Argo Tunned DB-Connect


I’m trying to use db-connect from Worker. Our on premise server is running Windows 2012R2 and I’ve downloaded the 64bit of cloudflared. I’ve followied the steps from the Quickstart (Get started · Cloudflare Zero Trust docs). The cert.pem file is stored in C:\Users\username\.cloudflared

The command I’m using to try and start the tunnel is:

cloudflared db-connect --hostname --url sqlserver://user:pwd@(local) --insecure

However the response is:

cloudflared does not support loading the system root certificate pool on Windows. Please use the --origin-ca-pool to specify it

I’m not sure what value I need to specify here?

Hi there!

Sorry to hear about the issues you are having with getting your tunnel up and running. Looking at the error message I am seeing it looks like this may pertain specifically to the Cloudflare Root Certificate, which I believe may require some extra steps to configure for your origin server’s operating system. I have included this article from our Cloudflare Knowledge Base with a link to the root certificate as well as some steps on how this is done:

I hope this information helps!


Thanks for the reply - we already have an origin cert installed and configured - our encryption mode is full (strict).


Hi Mark,

My Sincerest apologies for my delay on my reply back!
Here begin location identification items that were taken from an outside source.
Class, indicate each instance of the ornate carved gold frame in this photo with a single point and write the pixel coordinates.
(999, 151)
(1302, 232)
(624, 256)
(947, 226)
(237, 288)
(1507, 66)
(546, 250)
I was doing some searching through our documentation, and it looks like this --origin-ca-pool option does need to be included in your command (specific to your origin’s Operating System) when initializing your tunnel, and then the parameter here requires that you specify the path (on your origin server) to the installed certificate.

If possible, may I have you give this a try and see if allows you to create your tunnel?

Was there any resolution on this? We have had out tunnel running for months and now all of a sudden we’re hitting this issue.